A RED FLAG TO HIM.

A most remarkable prelude to the war was the performance through the Northern States of the Chicago Zouaves. The name came from the irregular regiment in the French Algerian service, composed of men worthy of being drummed out of the regular corps; they dressed like the Arabs in the small bolero jacket and baggy red, trousers familiar since. They drilled gymnastically, not to say theatrically. Ellsworth, a clerk in the Lincoln & Herndon law office, had a martial turn, and hearing daily in that quasi-political vortex of the impending crisis, determined to be forearmed in case of the differences coming to blows.

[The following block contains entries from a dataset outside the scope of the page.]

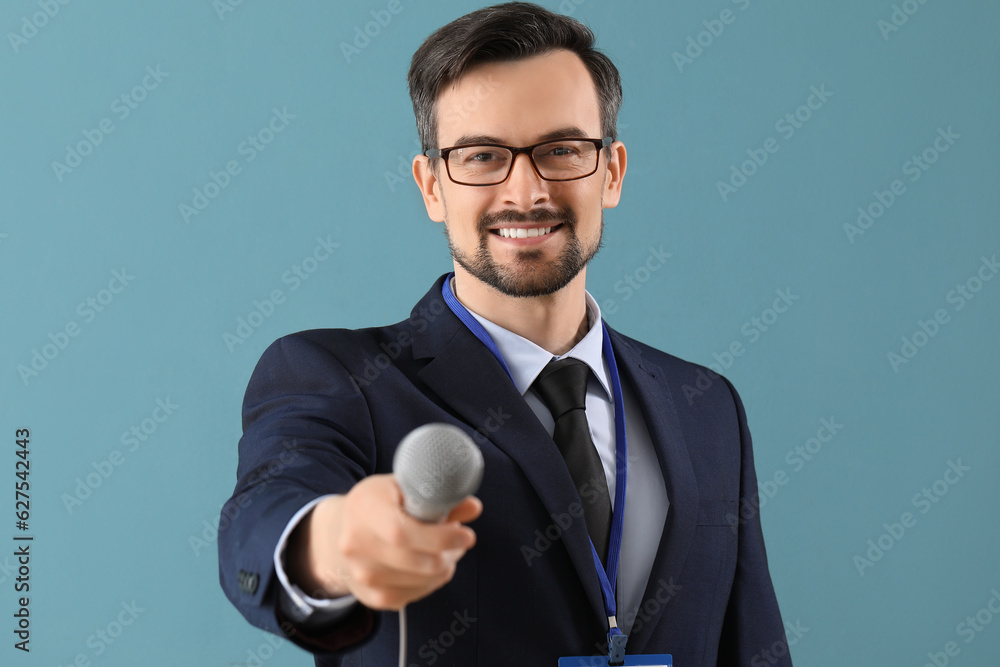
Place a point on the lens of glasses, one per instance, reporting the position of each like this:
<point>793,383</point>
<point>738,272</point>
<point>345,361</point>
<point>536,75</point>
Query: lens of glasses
<point>556,161</point>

He raised, uniformed à la Zou-zou, a score of young men like himself and proceeded to give exhibitions at home and then in the East. The writer retains a vivid memory of the odd and fantastic show, which, however, was regarded as "not war, though magnificent." But Captain Ellsworth was in earnest. Mustered in with his company, he started the Zouave movement which led to two or more regiments being formed. His being the first volunteers at the fore, he claimed the right of the reconnoitering force sent out in May, against Alexandria, to break up railroads held by the rebels. Seeing a rebel flag on a hotel top, he entered the building, and was shot by the landlord in coming down from cutting it away. He was slain instantly, and the like fate befell the murderer, the host, from Ellsworth's guard. Apart from four men killed at Sumter and two in the Baltimore riots, the Chicago Zouave was the first victim of the rebellion. But the position was regained by the secessionists, and the rebel flag replaced the removed one, to the grief of President Lincoln. He could see it from his residence, and Murat Halstead, without knowing the melancholy association of the young officer, being a familiar in his office, reports seeing him dwell with spyglass bent on the flag, for hours.

Elmer Ellsworth, in his last speech, made to the men he was leading out to the front, proves that he imbibed Lincoln's humanity with legal precepts in the office: "Show the enemy that I want to kill them with kindness."